As I drink my coffee on the L, the ants are crawlin’.

As I take the stairs up to the office because I need to buy a little time to put my game face on before work begins, you better believe it: The ants are crawlin’.

I don’t think they’re gonna stop anytime soon.

It’s the normal hubbub when I step onto the twentieth floor. Shithead Kyle gives me a snide smile from his cubicle and Jovanni the cleaning lady pats my elbow and tells me I look nice today.

At the far end of the space, Bastian’s door is firmly closed, as per usual. That’s for the best. All is right in the world. I have achieved internal Zen.

That lasts for approximately three steps.

No sooner have I reached my cubicle than does Bastian’s door fly open and boom against the far wall. All eyes whip toward him like we’re a colony of meerkats and a leopard just appeared on the horizon.

“Senior team in the conference room, now,” he says. He’s not raising his voice, not really, but everyone flinches like he just bellowed at the top of his lungs.

Thank God I’m not senior team, because he’s got a noticeably deep furrow in his brow today that can only spell trouble.

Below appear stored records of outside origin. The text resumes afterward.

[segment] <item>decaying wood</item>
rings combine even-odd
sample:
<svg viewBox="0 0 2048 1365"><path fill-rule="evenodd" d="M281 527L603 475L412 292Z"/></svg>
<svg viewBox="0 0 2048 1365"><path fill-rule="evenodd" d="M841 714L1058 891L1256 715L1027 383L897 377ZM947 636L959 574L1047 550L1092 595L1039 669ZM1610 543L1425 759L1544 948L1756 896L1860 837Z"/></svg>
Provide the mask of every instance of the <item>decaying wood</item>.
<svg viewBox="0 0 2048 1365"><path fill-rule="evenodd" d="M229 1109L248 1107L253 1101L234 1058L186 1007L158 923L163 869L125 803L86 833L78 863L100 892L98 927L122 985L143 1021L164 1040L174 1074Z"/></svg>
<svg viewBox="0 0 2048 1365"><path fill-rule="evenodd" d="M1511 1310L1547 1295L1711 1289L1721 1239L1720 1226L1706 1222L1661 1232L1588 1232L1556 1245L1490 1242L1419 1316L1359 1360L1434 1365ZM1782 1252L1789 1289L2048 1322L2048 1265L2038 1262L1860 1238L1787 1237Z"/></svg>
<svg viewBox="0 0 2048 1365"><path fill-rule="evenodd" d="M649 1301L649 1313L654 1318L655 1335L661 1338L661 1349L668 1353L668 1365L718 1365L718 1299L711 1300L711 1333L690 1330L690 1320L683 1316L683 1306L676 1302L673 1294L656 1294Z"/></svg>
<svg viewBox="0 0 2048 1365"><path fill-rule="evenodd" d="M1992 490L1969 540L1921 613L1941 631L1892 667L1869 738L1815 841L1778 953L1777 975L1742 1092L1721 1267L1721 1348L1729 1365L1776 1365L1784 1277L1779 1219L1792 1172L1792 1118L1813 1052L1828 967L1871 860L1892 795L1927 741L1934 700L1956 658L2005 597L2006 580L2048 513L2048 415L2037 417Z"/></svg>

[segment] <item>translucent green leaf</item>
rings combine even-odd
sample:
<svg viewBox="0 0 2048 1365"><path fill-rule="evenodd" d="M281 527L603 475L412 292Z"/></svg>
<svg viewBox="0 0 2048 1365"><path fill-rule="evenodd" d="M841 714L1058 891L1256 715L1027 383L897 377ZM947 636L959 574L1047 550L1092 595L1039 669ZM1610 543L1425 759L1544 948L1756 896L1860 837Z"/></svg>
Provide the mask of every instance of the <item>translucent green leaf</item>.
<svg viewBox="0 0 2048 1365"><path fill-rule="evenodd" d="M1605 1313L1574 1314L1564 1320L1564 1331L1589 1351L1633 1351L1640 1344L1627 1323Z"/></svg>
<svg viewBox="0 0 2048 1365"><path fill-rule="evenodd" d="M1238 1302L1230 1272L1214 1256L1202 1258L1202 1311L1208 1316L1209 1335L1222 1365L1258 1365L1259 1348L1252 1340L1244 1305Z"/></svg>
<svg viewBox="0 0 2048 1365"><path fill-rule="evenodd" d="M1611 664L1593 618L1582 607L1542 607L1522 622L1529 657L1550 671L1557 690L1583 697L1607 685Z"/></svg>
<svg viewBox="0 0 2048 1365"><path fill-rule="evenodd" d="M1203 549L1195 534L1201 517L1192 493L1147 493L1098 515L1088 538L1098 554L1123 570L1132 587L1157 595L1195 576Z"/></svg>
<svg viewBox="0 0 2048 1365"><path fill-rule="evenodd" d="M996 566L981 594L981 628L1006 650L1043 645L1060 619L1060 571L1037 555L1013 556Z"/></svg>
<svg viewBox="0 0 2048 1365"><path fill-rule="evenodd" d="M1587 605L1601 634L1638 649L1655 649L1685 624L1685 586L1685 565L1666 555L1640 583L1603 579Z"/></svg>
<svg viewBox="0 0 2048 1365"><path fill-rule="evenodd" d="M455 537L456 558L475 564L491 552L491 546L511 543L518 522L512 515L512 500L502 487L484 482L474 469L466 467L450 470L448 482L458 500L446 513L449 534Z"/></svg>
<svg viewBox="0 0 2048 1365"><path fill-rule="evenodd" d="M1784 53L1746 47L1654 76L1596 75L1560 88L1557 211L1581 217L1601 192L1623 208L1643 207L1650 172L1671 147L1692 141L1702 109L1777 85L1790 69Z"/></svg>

But still, the sight of him sets those ants to scurrying. I’m once again painfully aware of every inch of my skin. I sense the zipper of my slacks pressed against my belly button and the underwire of my bra squeezing my rib cage.

He looks good today. Even being angry can’t ruin his looks.

If anything, the extra intensity sharpens his jawline and pulls his cheekbones into high relief.

Did he grow taller overnight? I swear the top of his head didn’t used to graze his doorframe, but today, it does, just enough to tease up a few of those dirty blond strands.

He’s wearing a white shirt, crisp and new, with the cuffs rolled to his elbows like always. I picture those hands shucking an oyster and feeding it to me and something way more visceral than ants goes rippling low in my belly.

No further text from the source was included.